Unter der Mitarbeit von Walter Dirks, Erwin Kohl, Christoph Oehler und Werner Mangold untersuchte man einesteils, welches Wissen und welche Meinungen über Scheidungsrecht im Sample der ca. 690 befragten Einwohner der Frankfurter Stadtteile Bockenheim und Westend vorhanden waren; andernteils sollten methodisch angeleitete Gruppendiskussionen zum Thema „gute und schlechte Ehen“ die Auswirkungen reformierter Ehegesetze auf den Zusammenhalt von Familien in Erfahrung bringen. Hierfür wurde eigens ein Grundreiz entwickelt, der den Gruppen als Tonbandaufnahme vorgespielt wurde.
Weiterhin scheinen die darin erwähnte Auswertung der Gesamtergebnisse und insbesondere die beabsichtigte Untersuchung des Verhältnisses zwischen Gruppengesprächen und Interviews nicht durchgeführt worden zu sein (vgl. Brief von D. Osmer vom 20.01.1955, in Aa 1, 2). Dementsprechend ist kein Endbericht vorhanden, auch wenn hierzu offenbar, wie der Tätigkeitsbericht es angibt, Vorarbeiten unternommen worden sind. Im Archiv findet sich kein Material, das auf eine Fortsetzung der Studie hinweisen könnte. Der Bestand umfasst daher vor allem die anhand der Fragebögen erhobenen Daten sowie Protokolle der Gruppendiskussionen. Die Materialien zur Auswertung der Studie enthalten lediglich die statistische Auszählung und eine Zitatensammlung, nicht aber eine inhaltliche oder methodische Reflexion.
Bestandsbildner ist das Institut für Sozialforschung mit seinen wissenschaftlichen Mitarbeitern und Mitarbeiterinnen und der Verwaltung.
Nils Lehnhäuser bearbeitete die Unterlagen im November 2015.
Der Bestand ist in einem guten Zustand. Vor der Bearbeitung befand sich der Bestand in neun Archivboxen, darin in 29 Mappen, deren Vorordnung dem System der Akten entsprach. Jene wurden als 29 Einheiten in neun Archivboxen übernommen. Die Akten wurden nach Betreffen gebildet. Insgesamt wurden 29 Einheiten verzeichnet, die sich über eineinhalb Regalmeter erstrecken. Die chronologische Vorordnung, in die die SekretärInnen des IfS das Schriftgut gebracht haben, wurde beibehalten. Den Einheiten wurden in „Arcinsys“ entsprechende Klassifikationspunkte zugeteilt.

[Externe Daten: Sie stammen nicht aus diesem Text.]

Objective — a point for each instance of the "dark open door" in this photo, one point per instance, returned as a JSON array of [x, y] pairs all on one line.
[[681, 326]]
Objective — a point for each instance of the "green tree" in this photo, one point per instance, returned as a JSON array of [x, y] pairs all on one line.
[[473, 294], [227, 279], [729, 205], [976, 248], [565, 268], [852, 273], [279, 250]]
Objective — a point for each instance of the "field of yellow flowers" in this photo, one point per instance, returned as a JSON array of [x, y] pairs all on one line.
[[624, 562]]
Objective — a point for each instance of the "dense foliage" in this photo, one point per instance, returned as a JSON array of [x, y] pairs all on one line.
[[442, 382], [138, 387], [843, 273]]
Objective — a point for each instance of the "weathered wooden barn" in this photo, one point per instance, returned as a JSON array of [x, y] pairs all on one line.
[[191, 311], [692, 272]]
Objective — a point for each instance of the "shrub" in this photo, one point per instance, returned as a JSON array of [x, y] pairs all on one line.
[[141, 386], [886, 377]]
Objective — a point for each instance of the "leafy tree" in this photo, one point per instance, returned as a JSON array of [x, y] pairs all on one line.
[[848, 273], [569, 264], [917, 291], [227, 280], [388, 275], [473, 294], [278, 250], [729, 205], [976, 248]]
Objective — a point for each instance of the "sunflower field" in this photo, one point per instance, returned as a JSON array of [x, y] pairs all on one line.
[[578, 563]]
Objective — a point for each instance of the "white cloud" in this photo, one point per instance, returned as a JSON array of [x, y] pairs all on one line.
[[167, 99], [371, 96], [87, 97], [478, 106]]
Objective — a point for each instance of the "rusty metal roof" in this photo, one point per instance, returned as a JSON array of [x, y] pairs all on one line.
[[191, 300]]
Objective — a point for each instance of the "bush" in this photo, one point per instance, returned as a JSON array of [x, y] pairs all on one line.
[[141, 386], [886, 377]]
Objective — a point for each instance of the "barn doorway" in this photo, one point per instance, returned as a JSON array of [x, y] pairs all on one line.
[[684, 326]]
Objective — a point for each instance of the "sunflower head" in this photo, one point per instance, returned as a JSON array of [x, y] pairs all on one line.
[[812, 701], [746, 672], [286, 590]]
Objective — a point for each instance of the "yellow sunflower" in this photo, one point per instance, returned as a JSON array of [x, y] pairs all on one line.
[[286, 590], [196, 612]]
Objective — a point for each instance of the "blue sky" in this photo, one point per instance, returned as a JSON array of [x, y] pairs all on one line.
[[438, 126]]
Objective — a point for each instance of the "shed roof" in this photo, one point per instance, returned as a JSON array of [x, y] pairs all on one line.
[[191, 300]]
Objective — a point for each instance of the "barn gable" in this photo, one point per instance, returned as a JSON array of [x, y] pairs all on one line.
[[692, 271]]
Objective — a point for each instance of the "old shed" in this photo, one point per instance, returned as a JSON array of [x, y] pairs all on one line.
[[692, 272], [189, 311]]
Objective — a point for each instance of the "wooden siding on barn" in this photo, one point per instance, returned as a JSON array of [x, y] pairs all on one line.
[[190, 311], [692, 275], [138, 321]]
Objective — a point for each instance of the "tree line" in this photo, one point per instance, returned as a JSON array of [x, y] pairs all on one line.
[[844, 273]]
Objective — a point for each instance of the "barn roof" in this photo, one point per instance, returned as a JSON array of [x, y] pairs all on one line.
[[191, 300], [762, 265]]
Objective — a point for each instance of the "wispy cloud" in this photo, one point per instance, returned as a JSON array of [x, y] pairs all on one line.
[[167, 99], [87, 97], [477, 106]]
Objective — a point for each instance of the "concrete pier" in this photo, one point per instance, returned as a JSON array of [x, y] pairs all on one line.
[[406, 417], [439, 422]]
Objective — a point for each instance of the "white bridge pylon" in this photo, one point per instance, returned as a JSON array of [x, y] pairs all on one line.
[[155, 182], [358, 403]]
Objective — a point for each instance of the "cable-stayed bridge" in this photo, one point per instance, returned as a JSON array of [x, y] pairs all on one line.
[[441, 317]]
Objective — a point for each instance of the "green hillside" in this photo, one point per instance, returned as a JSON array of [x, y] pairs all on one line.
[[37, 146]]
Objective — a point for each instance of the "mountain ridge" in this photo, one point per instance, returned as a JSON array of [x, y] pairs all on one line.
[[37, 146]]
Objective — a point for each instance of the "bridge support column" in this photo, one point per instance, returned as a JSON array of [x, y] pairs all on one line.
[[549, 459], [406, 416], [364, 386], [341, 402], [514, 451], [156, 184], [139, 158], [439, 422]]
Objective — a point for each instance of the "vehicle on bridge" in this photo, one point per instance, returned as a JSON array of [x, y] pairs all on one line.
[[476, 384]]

Es wurden keine Restaurierungsarbeiten vorgenommen. Vor Bearbeitung war das Schriftgut in säurefreie Mappen, diese in säurefreie Archivboxen verpackt. Nach Bearbeitung wurde es in ebendiese abgelegt.
Die Bestandssignatur lautet „F 13“. Grundlage für die Verzeichnung in „Arcinsys“ waren die Verzeichnungsrichtlinien der Hessischen Staatsarchive.
Die Nutzung richtet sich nach dem Hessischen Archivgesetz.
Für die Bestellung der Archivalien und die Zitierweise in Veröffentlichungen gilt die Quellenangabe: F 13, (Signatur der Einheit), Archiv des Instituts für Sozialforschung.